There lived a good couple who were married for many years. They were kindly people and loved each other dearly, but one unhappiness marred their life. They were not blessed with a child. So the couple prayed at the temple, every day, please bless our home with a child, even if that child were to be tiny, even if that child were to be the length of the tip of a finger. Their wish was granted and in due time, the woman gave birth to a tiny child, the length of the tip of her finger. They loved their son dearly, and called him Issun-Boshi.
Issun-Boshi grew up to be a brave and comely lad, even though he didn’t grow in stature. One day, he expressed his wish to visit the capital. So his mother armed him with a needle from her sewing basket, gave him a bowl for a boat, and he drifted down the river, steering with a pair of chopsticks. When he arrived at the capital, he found work with a noble family and they were much pleased with his demeanour. Miwa, the daughter of the household, was particularly fond of him.
One day, Miwa decided to visit the temple to pray and Issun-Boshi accompanied her. As they walked through the dapple green of bamboo groves, two hideous oni jumped from the trees to accost the lovely girl. Issun-Boshi drew his needle and stabbed one of the oni in the toe.
“Itai! Itai!” he bellowed and looked down to see what had pricked him. When he saw tiny Issun-Boshi brandishing a sewing needle, he laughed and laughed until the ground shook. “My, what a fierce little warrior,” he chuckled and p
icked up the brave lad between his thumb and forefinger.
“Unhand the maiden or you’ll have me to deal with!” Issun-Boshi challenged, not the least intimidated by the strength and size of the monster.
“Why you mouthy little underfed manling! I’ll eat you for a snack,” the red oni laughed, and tossed him into his gullet. But the brave lad did not give up. He ran about the demon’s great belly and stabbed his organs with his needle sword until the oni howled with pain and spewed him from his gut. The second oni bent low to pick him up, but Issun Boshi flew at the demon’s eye and pierced the giant globe with his needle. The two howling oni fled from the great warrior, back to their mountain home. As they ran, one of the demons dropped a magical mallet. A mallet which could be swung, ichi, ni, san, and asked to grant any wish desired. The lovely daughter of the noble family saw what the monsters had dropped and picked it up with joy.
“Issun-Boshi! Now you can grow to the size of normal men and we can become married!” Miwa cried, her heart filled with love and admiration for her mighty little warrior.
“Let this be so,” the youth answered, and Miwa swung the mallet, ichi, ni, san, and Issun-Boshi grew bigger and broader and, in fact, was a great samurai. The family were overjoyed when they heard the story and gladly agreed to their marriage. Issun-Boshi joined their family as an equal despite his modest past. But his sudden stature, his noble position and his victory over two oni filled the lad’s heart with pride and his kindly demeanour became a thing of the past. When Miwa lay down to sleep beside her new husband, he cared not a whit for her pleasure, but tore into her in what he thought suited his manly position. Miwa wondered what had happened to the boy she had loved. She bled but did not cry.

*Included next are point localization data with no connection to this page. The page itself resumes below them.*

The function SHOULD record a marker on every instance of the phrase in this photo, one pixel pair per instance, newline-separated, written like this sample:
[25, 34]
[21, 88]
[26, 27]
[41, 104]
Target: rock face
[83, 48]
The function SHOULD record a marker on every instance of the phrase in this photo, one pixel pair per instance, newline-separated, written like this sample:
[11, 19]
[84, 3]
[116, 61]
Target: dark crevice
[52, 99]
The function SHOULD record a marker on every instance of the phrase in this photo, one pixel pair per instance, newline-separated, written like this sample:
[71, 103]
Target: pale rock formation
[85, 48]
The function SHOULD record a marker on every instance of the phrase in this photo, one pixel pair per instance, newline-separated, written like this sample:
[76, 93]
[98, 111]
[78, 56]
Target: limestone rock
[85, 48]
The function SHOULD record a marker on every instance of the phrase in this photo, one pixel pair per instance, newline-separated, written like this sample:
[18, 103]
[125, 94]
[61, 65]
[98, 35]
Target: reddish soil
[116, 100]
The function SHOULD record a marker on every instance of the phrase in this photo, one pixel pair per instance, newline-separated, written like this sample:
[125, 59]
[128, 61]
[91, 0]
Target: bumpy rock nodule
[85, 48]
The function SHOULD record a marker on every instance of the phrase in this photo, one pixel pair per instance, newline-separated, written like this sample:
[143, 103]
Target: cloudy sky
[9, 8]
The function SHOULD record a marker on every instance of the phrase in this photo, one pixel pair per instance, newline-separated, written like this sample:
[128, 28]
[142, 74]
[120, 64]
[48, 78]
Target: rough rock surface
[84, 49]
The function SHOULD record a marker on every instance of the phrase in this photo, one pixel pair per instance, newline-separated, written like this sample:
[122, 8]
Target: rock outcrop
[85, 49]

Many weeks passed. Issun-Boshi, who had been brave but gentle when he was so much smaller, became more arrogant and violent. Miwa waited and waited to see if Issun-Boshi was only going through a period of adjustment. When his kindly parents in their coarse cotton clothes came searching for their tiny son, he laughed at their poor appearance.
“I have no time for peasant talk,” he mocked. “And if your tale is really true, than your son must have surely drowned in the river, for no such boy was ever heard of in the capital.”